We want something like that for distributed collaboration in Ardour, a cross-platform DAW. The relevant state is serialized as an XML file, and used natively as a complex object tree. Users want to be able to edit (in the DAW) locally, then share (and merge) their results with collaborators.

I've plugged this collaboration project a few times recently, and have no relationship to it other than discovering it (via YJS' "who is using" list[1]) and finding it fascinating:

http://cattaz.io/

What I find most interesting about it is that it has reduced the state of multiple 'smart' user-facing widgets/apps into a common, lowest-common-denominator format (a text document) that lends itself more easily and intuitively to collaborative editing and CRDT operations.

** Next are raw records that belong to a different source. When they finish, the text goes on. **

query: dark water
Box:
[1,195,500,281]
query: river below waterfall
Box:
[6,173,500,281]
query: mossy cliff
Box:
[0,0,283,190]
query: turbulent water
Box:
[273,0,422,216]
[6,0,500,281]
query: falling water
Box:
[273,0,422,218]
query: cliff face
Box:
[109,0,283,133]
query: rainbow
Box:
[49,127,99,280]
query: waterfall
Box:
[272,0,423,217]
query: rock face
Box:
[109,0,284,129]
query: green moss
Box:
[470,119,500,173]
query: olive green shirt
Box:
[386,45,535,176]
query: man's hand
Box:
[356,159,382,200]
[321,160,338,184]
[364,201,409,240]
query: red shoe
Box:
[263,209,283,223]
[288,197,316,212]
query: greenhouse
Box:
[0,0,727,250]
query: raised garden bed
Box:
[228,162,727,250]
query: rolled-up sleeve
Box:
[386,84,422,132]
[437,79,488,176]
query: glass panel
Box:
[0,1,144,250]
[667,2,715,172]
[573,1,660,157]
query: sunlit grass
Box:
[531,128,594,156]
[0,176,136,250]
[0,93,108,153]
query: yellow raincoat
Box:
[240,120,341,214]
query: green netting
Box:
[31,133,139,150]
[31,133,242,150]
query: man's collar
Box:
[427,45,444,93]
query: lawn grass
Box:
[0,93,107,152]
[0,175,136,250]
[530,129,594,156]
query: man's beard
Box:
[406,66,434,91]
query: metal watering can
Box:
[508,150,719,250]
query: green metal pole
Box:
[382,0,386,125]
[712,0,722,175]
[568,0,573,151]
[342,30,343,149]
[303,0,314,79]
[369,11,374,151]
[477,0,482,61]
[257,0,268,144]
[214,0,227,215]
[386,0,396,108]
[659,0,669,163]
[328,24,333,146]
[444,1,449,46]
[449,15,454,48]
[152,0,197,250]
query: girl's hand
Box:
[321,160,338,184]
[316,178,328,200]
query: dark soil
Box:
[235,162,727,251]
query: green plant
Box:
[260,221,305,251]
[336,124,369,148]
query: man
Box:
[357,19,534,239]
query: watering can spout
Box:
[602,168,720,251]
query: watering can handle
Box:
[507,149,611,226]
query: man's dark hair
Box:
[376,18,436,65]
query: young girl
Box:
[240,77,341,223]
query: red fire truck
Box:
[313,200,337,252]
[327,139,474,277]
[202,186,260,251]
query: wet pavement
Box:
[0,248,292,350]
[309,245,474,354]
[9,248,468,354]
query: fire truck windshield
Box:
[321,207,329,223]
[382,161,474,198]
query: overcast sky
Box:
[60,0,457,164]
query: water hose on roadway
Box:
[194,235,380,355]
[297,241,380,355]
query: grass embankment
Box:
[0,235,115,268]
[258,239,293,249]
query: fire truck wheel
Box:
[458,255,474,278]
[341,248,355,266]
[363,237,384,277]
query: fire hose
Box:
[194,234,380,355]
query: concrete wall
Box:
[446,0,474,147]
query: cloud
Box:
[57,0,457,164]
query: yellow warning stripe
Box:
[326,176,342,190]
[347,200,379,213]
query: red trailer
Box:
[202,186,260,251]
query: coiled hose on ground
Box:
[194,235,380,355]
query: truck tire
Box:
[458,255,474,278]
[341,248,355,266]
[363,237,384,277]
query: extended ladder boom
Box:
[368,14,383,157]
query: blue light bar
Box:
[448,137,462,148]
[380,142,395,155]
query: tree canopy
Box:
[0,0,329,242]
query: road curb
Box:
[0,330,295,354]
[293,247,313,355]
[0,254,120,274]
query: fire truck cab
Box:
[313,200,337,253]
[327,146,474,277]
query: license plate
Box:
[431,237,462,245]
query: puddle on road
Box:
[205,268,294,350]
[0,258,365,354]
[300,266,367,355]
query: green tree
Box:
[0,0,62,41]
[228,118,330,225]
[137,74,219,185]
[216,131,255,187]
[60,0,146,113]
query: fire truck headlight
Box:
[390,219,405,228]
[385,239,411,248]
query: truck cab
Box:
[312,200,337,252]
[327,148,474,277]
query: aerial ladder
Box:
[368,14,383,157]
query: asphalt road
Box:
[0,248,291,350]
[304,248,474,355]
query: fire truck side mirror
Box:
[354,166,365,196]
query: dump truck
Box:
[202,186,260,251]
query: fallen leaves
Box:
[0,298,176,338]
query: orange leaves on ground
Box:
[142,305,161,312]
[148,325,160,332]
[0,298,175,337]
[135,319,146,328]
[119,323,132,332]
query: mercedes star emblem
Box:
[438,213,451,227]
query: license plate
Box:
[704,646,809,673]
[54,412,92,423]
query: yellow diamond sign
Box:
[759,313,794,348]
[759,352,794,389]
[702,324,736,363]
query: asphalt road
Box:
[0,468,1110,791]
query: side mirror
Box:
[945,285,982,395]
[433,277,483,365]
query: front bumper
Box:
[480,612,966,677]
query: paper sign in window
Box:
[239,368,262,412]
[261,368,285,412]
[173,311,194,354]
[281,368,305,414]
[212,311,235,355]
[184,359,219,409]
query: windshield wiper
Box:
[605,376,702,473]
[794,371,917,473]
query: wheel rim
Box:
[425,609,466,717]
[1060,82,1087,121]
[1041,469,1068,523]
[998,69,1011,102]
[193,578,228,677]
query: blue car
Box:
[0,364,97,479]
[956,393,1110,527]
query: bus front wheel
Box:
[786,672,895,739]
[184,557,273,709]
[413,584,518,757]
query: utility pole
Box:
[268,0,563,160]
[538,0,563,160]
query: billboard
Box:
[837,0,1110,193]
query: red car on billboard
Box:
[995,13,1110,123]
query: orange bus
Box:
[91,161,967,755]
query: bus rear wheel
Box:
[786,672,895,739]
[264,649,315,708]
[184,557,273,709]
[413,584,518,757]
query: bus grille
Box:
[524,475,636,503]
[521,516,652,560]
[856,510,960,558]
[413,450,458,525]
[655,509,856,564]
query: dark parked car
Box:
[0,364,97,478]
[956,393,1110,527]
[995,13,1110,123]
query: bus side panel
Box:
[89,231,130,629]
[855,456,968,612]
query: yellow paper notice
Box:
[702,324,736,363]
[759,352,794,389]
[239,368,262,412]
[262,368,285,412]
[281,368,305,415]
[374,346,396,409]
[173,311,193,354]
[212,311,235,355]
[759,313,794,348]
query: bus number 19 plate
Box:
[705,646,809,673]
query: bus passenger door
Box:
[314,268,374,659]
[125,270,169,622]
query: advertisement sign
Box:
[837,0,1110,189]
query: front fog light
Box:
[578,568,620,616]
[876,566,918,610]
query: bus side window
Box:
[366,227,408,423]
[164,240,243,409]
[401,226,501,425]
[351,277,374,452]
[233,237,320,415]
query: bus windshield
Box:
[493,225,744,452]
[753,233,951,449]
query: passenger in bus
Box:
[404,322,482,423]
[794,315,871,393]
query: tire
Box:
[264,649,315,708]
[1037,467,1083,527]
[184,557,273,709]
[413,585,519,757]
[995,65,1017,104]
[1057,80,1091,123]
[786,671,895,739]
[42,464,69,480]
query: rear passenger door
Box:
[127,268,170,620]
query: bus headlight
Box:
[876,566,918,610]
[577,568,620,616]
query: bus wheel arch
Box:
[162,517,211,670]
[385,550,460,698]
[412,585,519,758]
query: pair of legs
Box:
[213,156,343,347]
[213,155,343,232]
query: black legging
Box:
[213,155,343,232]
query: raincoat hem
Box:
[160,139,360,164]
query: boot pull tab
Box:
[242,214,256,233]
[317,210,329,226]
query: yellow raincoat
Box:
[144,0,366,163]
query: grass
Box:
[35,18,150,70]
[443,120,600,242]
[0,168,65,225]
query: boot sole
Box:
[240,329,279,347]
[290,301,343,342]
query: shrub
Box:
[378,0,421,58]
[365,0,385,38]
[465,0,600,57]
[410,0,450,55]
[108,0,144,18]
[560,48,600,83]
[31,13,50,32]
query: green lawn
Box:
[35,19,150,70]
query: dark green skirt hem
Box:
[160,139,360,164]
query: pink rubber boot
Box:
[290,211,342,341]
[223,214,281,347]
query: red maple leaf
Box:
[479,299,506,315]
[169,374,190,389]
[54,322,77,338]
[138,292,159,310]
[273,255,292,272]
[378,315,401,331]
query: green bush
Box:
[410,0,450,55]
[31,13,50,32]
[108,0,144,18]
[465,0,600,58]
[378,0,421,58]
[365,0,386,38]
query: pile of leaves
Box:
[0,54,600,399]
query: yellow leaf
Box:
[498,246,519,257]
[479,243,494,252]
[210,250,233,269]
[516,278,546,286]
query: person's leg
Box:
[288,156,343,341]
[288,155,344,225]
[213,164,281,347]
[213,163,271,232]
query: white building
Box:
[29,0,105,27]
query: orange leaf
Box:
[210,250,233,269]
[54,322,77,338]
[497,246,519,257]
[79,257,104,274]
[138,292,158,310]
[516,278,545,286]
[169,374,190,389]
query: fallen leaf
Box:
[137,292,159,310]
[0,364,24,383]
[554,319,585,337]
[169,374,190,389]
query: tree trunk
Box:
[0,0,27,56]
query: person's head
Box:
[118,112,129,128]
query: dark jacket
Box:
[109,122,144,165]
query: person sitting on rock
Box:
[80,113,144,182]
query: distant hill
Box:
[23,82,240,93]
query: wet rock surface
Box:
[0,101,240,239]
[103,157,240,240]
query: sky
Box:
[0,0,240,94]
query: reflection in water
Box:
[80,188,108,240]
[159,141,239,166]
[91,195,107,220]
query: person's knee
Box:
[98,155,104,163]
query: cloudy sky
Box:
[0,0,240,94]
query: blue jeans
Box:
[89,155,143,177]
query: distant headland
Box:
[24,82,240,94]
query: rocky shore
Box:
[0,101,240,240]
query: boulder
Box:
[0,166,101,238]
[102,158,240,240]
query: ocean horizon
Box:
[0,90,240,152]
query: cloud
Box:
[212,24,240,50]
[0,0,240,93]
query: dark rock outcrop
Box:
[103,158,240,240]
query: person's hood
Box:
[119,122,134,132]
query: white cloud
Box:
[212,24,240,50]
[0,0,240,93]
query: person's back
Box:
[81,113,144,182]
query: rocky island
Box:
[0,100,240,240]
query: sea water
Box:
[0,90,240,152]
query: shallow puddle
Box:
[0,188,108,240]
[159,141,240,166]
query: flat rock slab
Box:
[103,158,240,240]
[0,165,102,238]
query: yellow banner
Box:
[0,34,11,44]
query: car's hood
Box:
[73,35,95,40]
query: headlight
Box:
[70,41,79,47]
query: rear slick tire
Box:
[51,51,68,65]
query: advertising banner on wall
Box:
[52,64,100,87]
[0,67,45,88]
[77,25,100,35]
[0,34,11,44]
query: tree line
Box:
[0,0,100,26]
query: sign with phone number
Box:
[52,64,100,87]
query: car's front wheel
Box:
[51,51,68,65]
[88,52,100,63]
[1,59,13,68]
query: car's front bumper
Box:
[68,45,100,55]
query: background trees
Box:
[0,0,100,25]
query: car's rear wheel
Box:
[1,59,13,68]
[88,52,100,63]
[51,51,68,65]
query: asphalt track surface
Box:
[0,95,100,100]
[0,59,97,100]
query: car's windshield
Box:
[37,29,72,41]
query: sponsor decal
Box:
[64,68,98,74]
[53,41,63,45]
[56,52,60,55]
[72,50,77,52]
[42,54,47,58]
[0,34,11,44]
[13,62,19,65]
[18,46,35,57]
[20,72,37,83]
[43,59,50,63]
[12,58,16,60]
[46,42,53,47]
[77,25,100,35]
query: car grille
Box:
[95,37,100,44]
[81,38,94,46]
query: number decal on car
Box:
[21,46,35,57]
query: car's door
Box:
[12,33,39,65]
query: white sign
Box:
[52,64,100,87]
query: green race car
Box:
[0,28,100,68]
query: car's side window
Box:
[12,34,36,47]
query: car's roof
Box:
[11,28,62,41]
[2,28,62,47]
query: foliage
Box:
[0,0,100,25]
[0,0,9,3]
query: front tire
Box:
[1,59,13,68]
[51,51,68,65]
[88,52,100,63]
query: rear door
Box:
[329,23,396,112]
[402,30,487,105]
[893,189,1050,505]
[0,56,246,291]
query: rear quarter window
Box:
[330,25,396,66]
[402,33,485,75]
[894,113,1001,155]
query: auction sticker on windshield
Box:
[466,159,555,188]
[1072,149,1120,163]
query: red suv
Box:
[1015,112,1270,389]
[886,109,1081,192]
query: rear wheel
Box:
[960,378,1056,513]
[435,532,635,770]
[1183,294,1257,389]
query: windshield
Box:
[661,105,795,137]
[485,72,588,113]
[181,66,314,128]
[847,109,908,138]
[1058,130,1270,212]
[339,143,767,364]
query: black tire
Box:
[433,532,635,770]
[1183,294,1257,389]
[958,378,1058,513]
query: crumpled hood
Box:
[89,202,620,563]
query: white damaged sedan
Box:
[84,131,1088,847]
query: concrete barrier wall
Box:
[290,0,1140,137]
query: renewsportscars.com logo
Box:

I don't know for sure whether this is the path forward for CRDT-based applications in general, but I think there are valuable ideas there. It does raise the possibility of the widgets/applications occasionally being in 'invalid' states; but rarely in a way that the human participants wouldn't notice or be able to fix themselves.

Whether that scales to the complexity of the state management for a multi-track audio editing session, I don't know; but it could be instructional to compare.

[1] - https://github.com/yjs/yjs#who-is-using-yjs

in real-time? Well, I have thoughts, but I'm not super familiar with Ardour itself, so I'm not sure if you're trying to merge during a live performance or if you're talking more of a distributed studio recording session type situation. I have working knowledge of Reason and Logic and ChucK (which I use with JACK and do some networked OSC stuff with, although I haven't touched it in a few years).

The approach we use at Jackbox for making the state of an xbox game mutable to thousands of live viewers on twitch is to have lots of little CRDT values, mostly just counters and sets of strings, and you merge the little values independently of one another, which is very different from the situation of editing a text document, which is typically structured as one big value. I wonder if, for a DAW, you could merge at the track or control level instead of the workspace level. E.g., communicate as an independent value the state of an individual fader, and communicate either states or operations on that fader and have each client merge them. In this example, the fader's state would be encoded as a PN-counter with a range condition, and you'd replicate increment and decrement options, like it was a networked rotary encoder. So every mutable thing in the DAW would be a value having operations that can be merged, instead of having a single big value representing the entire state of the DAW. My use-case is also funky because I have potentially thousands of writers writing to the same key, but only a single reader, and the reader doesn't need an update at every change, so I use state-based CRDTs, but I think most other people using CRDTs use operation-based CRDTs. Also not sure how you would mutate two separate values transactionally or if that's a thing you even need.

  • Not realtime. Users would sync periodically during their working process.

    There are lots of mutable things in a DAW that are not numeric parameters.

    The state of a playlist (just think "some time ordered list of objects") is not treatable in the same way as the value of a fader.

    If you had a context-aware XML parser and access to timestamps for every XML node, you could do the human-aided merge by considering each node and just using the latest version of the same node, falling back to the human when there's a deletion conflict (for example). But this doesn't actually merge the attributes of a node or deal with conflicts between otherwise sequential edits.